Jamais il ne devait déroger à cette règle immuable. Il incarnait le soldat médecin de l'Allemagne nazie. Il ne faisait jamais que son travail, trier et expertiser, condamner et expérimenter. Même à la fin de son existence lamentable, devant son fils Rolf qui lui demandait s'il avait vraiment jeté au feu des bébés, il répétait qu'il n'avait fait que son devoir et n'avait absolument rien à se reprocher.
A la fin de la guerre, l'Europe détruite, exsangue, décapitée se mit à soigner ses blessures et une politique défaillante qui avait aidé les nazis plus que de raison.
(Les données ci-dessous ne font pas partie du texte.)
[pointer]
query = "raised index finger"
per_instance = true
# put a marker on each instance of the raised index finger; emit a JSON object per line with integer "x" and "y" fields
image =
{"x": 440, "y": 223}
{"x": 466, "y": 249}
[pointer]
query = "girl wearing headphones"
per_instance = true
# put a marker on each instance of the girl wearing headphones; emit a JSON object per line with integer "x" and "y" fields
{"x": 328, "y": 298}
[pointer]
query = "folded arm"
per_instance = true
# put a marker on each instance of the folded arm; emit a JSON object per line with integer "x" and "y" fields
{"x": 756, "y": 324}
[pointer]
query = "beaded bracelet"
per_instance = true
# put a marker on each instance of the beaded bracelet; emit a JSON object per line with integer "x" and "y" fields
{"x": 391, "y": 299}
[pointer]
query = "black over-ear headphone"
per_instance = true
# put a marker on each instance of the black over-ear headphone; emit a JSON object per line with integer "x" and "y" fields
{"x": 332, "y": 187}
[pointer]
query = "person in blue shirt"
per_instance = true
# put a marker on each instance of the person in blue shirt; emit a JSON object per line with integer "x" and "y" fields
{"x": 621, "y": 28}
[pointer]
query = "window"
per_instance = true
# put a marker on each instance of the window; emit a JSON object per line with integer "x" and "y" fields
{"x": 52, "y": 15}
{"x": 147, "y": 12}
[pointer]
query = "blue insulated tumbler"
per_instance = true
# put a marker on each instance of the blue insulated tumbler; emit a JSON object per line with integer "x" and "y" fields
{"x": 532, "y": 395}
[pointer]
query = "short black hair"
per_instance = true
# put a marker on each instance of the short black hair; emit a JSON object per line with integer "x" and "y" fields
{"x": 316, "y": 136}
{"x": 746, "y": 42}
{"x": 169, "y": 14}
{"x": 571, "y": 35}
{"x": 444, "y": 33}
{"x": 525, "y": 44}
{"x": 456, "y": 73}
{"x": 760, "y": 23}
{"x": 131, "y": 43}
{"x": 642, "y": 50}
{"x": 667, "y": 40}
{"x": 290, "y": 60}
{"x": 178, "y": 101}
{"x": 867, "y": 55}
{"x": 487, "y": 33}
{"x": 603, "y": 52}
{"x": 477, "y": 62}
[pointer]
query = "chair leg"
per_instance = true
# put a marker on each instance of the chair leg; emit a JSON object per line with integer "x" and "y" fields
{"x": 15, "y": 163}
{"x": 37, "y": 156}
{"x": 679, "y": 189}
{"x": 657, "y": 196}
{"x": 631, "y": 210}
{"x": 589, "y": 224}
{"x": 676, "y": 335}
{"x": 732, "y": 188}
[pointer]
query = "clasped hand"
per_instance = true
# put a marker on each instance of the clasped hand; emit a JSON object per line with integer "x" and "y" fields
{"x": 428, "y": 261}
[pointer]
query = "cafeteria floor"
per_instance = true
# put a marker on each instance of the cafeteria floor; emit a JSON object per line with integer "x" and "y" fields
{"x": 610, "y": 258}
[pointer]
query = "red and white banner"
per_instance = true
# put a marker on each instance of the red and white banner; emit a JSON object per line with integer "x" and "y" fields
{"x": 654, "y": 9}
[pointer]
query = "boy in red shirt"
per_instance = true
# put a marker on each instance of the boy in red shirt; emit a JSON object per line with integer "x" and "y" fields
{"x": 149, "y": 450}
En pleine reconstruction, pour ces nations déshumanisées, la traque des nazis n'était pas d'actualité. Les bourreaux eurent tout loisir de fuir. Les pays d'Amérique latine tels que l'Argentine, le Paraguay, la Bolivie et le Brésil espéraient dans une confrontation meurtrière opposant russes et américains. Attendre et voir venir pour ramasser les morts.
L'Argentine des Perón des années 50 accueillit le médecin tortionnaire ainsi qu'Adolf Eichmann et tant d'autres. Le couple présidentiel maîtrisait cette immigration et la favorisait. Helmut Gregor obtint ses papiers. Josef s'appellerait Helmut désormais. Il bénéficiait des bons soins de tout un réseau d'anciens nazis et d'une famille riche qui toute sa vie financera ses cavales et ses pérégrinations à travers l'Amérique latine.
Car ces pays étaient en perpétuelle évolution et révolution, un général chassait l'autre et les Perón ne protégeront plus Helmut. Ils ont fui. Josef Mengele fréquente modérément Riccardo Klement, alias Adolf Eichmann, tant il le dégoûte, cet ordonnateur de l'Holocauste incapable de tenir une activité quelle qu'elle soit. Riccardo regrette son passé et le fait savoir. Les services secrets israéliens, le redoutable Mossad le repère et le fait enlever le 11 mai 1960 afin de le juger à Jérusalem. La traque des anciens tortionnaires allemands est relancée. Josef Mengele se réfugie la même année au Brésil.
Dès lors, Josef Mengele ne sera plus qu'une bête traquée, l'homme à abattre afin de rendre justice à ses nombreuses victimes, un rat comme le suggère Olivier Guez. La guerre des Six Jours préoccupe désormais Israël , état neuf et fragile et lui offre un répit. On le dit ici quand il se trouve là. Pour se faire oublier, il plonge dans les brousses chaudes du Brésil, loge dans des taudis et cohabite avec une famille de hongrois qui le déteste mais encaisse l'argent de sa famille.
Les deux parties du roman intitulées le pacha et le rat témoignent de la déchéance sociale et physique d'un homme égoïste, plus affligé par la perte de ses diplômes universitaires après guerre que par l'avenir de son pays. Olivier Guez se montre sans concessions, son style délesté de toutes fioritures inutiles fait mouche. Il n'y avait rien à dire de plus. Rien. Pas même une note d'espoir en fin de livre. Méfiance, l'homme est une créature malléable, il faut se méfier des hommes.
Pourquoi écrire sur un homme qui collectionnait les yeux bleus et martyrisait de jeunes enfants ? Peut-être parce que la descente aux enfers d'un homme sadique qui se tenait droit sur la rampe de triage, décidant de la vie et de la mort d'hommes, de femmes et d'enfants innocents qui courbaient la tête avant que d'aller mourir n'est que pure justice et non une vengeance comme l'ange exterminateur s'obstinait à considérer sa traque. Le 7 février 1979, il se noie à Bertioga au Brésil. En mars 2016, ses ossements sont remis aux médecins de l'université de São Paulo à des fins d'expérimentation. Incroyable fin pour celui qui pratiquait des expériences insensées. Mais au moins, durant ces analyses, il était mort. Ses victimes n'eurent pas cette chance. Un livre d'utilité publique qui mériterait que les Goncourt fassent un geste en sa direction où qu'ils se trouvent.